Cependant, si on ne considère que les routes nationales, le classement est sensiblement différent. Région en tête des régions à avoir le plus de km de routes nationales: la Bretagne avec 1 009 km. Le podium est ensuite complété par les Midi-Pyrénées avec 655 km et le Rhône Alpes avec 609 km. L'Alsace (90 km), la Haute Normandie (232), le Limousin (258 km) sont en revanche les régions à avoir le moins de routes nationales fin 2011.

Le partage du réseau entre l'Etat et les collectivités locales relève de considérations budgétaires. Certes, mais pas seulement. L'état de la voierie est une cause souvent négligée dans les accidents de la route. Il existe des routes en très mauvais état pour lesquelles il n'y a aucun entretien et qui causent chaque année de nombreux accidents. Des routes que l'on sait accidentogènes et sur lesquelles les autorités ont plus vite fait d'installer un radar que de refaire la route. Or les radars n’ont aucun impact sur la dangerosité des routes. Le transfert de la responsabilité de l'Etat vers les départements quant à l'entretien des routes nationales (devenues des routes départementales) a des conséquences intéressantes à observer dans le temps. Car le nombre de personnes tuées sur les routes a fortement diminué entre fin 2004 et fin 2011. Fin 2004, il y avait 5.593 tués à 30 jours suite à un accident de la route. Fin 2011, il y en avait 3.963. On peut penser que cette baisse de la mortalité n'est pas uniquement due à un durcissement de la répression routière (traduite par l'élévation du nombre de permis de conduire annulé, ou du nombre de retrait de points sur le permis de conduire). Mais que cette baisse de la mortalité puisse aussi être due en partie à une meilleure prise en charge de l'entretien des routes. Les départements sont plus aptes et plus vigilants que l'Etat à surveiller l'état des routes et connaitre celles en mauvais état qui nécessitent des travaux de réfection.

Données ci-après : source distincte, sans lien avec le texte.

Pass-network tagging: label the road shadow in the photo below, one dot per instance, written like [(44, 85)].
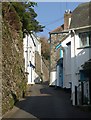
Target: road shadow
[(50, 103)]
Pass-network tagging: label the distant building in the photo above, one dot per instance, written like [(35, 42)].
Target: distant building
[(75, 39), (31, 46)]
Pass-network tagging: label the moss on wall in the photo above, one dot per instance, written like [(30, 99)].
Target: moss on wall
[(14, 81)]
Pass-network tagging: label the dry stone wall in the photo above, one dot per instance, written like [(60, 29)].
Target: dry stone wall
[(13, 77)]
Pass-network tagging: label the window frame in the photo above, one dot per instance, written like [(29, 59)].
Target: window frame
[(88, 39)]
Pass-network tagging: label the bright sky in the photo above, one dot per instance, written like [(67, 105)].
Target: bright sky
[(50, 14)]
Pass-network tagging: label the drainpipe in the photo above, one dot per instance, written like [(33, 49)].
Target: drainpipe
[(50, 58)]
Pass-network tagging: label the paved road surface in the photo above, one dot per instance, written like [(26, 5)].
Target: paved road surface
[(46, 102)]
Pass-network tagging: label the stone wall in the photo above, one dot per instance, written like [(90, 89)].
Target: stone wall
[(13, 78)]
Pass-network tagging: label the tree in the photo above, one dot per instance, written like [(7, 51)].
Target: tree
[(27, 17)]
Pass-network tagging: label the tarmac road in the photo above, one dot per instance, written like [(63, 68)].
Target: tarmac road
[(46, 102)]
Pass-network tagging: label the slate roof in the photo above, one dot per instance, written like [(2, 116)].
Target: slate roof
[(81, 16), (58, 29)]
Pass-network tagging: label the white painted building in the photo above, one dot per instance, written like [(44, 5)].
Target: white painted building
[(77, 52), (31, 44)]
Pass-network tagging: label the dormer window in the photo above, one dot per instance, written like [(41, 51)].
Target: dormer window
[(85, 39)]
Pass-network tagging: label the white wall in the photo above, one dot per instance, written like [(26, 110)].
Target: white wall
[(67, 63), (29, 55)]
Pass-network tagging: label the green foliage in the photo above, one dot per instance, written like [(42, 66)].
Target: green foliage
[(27, 16)]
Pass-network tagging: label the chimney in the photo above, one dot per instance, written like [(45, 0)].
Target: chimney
[(67, 19)]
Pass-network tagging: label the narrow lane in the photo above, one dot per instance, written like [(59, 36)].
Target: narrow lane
[(46, 102)]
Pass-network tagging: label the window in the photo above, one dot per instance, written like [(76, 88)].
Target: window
[(85, 39)]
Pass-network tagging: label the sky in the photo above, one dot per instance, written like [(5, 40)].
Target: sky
[(51, 14)]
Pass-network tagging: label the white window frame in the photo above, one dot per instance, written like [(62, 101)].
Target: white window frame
[(87, 38)]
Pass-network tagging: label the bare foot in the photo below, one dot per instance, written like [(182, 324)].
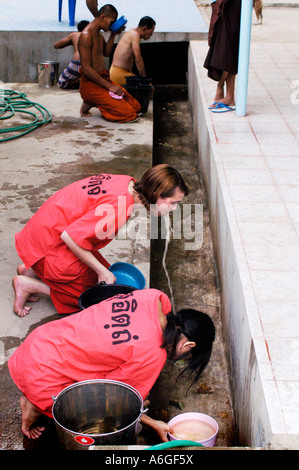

Encore faut-il que les départements aient les moyens d'entretenir les routes. Il y a des départements dans lesquels le budget est très limité. Les radars automatiques sont aujourd'hui vus comme la solution pour trouver du budget. Mais il ne faut pas que l'installation de radars se fasse au détriment de l'entretien des routes. C'est sûr que les autorités ont plus vite fait d'installer un radar que de refaire une route et que l'installation d'un radar, ça rapporte plus. Mais à long terme, il est tout de même préférable d'avoir des routes de bonne qualité. Aux départements de trouver le juste milieu. L'augmentation du nombre de radar ne doit pas simplement signifier l'augmentation du nombre d'annulation du permis de conduire, ou l'augmentation du nombre de points retirés, elle doit aussi s'accompagner d'un meilleur entretien des routes. Sinon décentraliser la responsabilité de la surveillance des routes aux départements ne valait pas le coup.